New York City’s health department got 94 percent of its $194 million for HIV prevention and treatment services from federal agencies in the city’s 2016 fiscal year, which ended on June 30. In the current fiscal year, 19.2 percent of the city health department’s entire $1.57 billion budget is funded with federal dollars.
The 44 member organizations that belong to AIDS United, a coalition group in the nation’s capital, had their quarterly meeting this week and the federal budget was discussed.
“It was the primary topic of conversation,” said Jason Cianciotto, Harlem United’s head of policy, advocacy, and communications. “We had special guests come in to further inform us.”

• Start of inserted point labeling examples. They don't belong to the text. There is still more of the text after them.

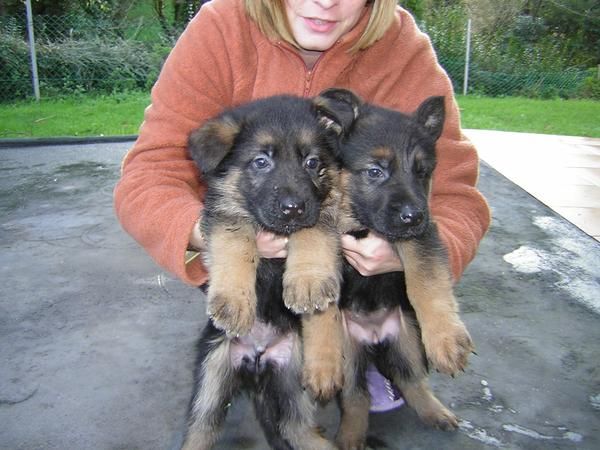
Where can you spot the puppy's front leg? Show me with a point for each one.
(445, 338)
(232, 258)
(312, 270)
(322, 339)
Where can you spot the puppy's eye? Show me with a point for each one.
(312, 163)
(261, 163)
(375, 172)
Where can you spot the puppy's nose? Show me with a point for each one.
(291, 206)
(411, 216)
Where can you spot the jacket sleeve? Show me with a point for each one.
(159, 196)
(460, 210)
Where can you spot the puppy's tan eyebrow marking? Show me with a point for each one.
(306, 136)
(382, 153)
(264, 138)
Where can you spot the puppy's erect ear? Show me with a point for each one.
(337, 109)
(211, 143)
(430, 115)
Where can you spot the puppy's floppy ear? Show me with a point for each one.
(337, 109)
(431, 114)
(210, 144)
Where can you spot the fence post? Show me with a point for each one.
(34, 75)
(467, 58)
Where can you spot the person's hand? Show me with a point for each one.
(271, 245)
(371, 255)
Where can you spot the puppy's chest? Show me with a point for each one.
(374, 327)
(265, 343)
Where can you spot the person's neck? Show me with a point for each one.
(310, 57)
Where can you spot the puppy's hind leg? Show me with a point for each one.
(285, 410)
(215, 385)
(354, 399)
(404, 362)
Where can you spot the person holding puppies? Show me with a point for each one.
(235, 51)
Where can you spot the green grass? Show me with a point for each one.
(121, 114)
(114, 115)
(566, 117)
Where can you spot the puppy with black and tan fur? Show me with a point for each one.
(274, 324)
(401, 322)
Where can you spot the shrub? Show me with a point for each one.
(590, 88)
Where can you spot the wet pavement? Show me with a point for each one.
(97, 342)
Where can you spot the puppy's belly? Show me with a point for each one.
(263, 344)
(373, 327)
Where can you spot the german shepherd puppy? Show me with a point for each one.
(269, 164)
(400, 322)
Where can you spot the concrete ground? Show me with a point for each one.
(97, 342)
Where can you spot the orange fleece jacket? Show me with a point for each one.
(223, 60)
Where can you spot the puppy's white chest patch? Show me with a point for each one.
(373, 327)
(264, 343)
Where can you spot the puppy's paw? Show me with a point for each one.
(448, 345)
(307, 292)
(324, 376)
(233, 314)
(350, 441)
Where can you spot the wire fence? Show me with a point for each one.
(77, 54)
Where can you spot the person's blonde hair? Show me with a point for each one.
(271, 18)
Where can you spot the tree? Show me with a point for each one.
(182, 13)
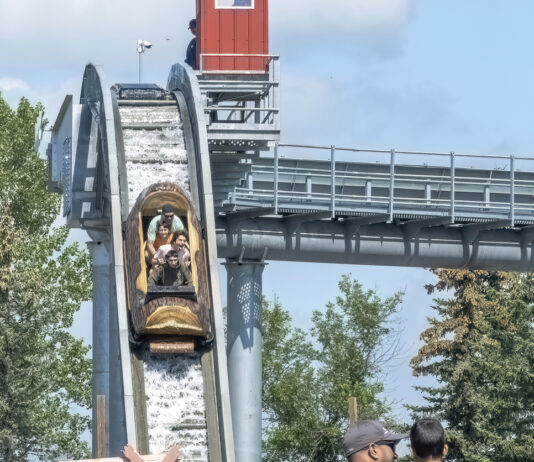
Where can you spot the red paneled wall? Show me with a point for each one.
(233, 30)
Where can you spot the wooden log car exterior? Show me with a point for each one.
(165, 316)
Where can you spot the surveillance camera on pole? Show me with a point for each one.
(142, 45)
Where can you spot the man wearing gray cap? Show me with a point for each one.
(369, 441)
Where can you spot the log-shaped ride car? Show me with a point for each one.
(172, 319)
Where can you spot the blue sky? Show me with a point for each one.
(436, 75)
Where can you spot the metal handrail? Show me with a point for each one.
(431, 193)
(270, 57)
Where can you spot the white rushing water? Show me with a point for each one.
(173, 383)
(175, 405)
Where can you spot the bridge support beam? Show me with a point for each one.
(101, 297)
(244, 356)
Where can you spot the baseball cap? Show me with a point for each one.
(364, 432)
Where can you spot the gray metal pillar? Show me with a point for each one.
(101, 285)
(118, 437)
(244, 342)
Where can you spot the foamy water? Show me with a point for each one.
(175, 405)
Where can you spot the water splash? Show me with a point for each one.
(175, 405)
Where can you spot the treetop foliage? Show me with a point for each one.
(480, 348)
(44, 370)
(307, 380)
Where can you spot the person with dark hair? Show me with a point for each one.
(170, 274)
(369, 441)
(191, 53)
(179, 244)
(168, 216)
(427, 439)
(163, 237)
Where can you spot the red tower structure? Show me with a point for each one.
(233, 36)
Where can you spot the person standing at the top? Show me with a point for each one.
(191, 55)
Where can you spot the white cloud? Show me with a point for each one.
(10, 84)
(339, 15)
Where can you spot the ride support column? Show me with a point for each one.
(244, 344)
(101, 272)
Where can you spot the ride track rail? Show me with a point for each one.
(144, 136)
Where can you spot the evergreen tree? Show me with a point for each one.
(307, 380)
(44, 371)
(480, 348)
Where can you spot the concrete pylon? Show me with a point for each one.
(101, 285)
(244, 343)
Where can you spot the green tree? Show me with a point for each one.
(44, 371)
(480, 348)
(307, 380)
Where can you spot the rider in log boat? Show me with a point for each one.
(171, 274)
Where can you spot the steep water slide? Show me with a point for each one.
(129, 138)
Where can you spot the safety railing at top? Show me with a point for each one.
(237, 63)
(400, 182)
(242, 67)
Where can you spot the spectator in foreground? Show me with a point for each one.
(369, 441)
(191, 54)
(427, 439)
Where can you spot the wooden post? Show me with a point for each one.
(101, 427)
(353, 410)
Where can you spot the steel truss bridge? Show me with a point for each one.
(259, 199)
(376, 207)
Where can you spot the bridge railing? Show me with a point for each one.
(459, 188)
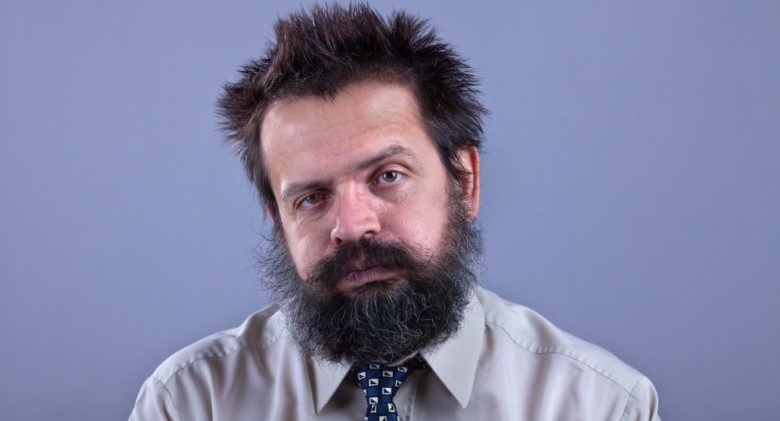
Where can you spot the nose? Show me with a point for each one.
(355, 219)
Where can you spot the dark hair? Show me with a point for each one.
(321, 51)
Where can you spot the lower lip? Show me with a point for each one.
(362, 277)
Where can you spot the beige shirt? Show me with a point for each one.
(506, 363)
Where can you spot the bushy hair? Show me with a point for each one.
(320, 51)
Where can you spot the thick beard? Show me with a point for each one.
(379, 322)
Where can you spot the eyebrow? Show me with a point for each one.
(391, 151)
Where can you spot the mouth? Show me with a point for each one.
(358, 277)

Advocates are not expecting any good news in any federal budget, but they hope to at least blunt the impact of any cuts on people with HIV and others.
“It’s all about what could be done to protect the people who are most vulnerable and to try and push back to protect the programs we rely on,” said Eric Sawyer, GMHC’s head of public affairs and policy.
Trump’s proposals, which are little more than concepts at this point, are not the final word on federal spending. Members of Congress will have their own views on budget priorities. The states and many healthcare and service providers across the country will have their own ideas about federal dollars — and cutting those dollars, in particular.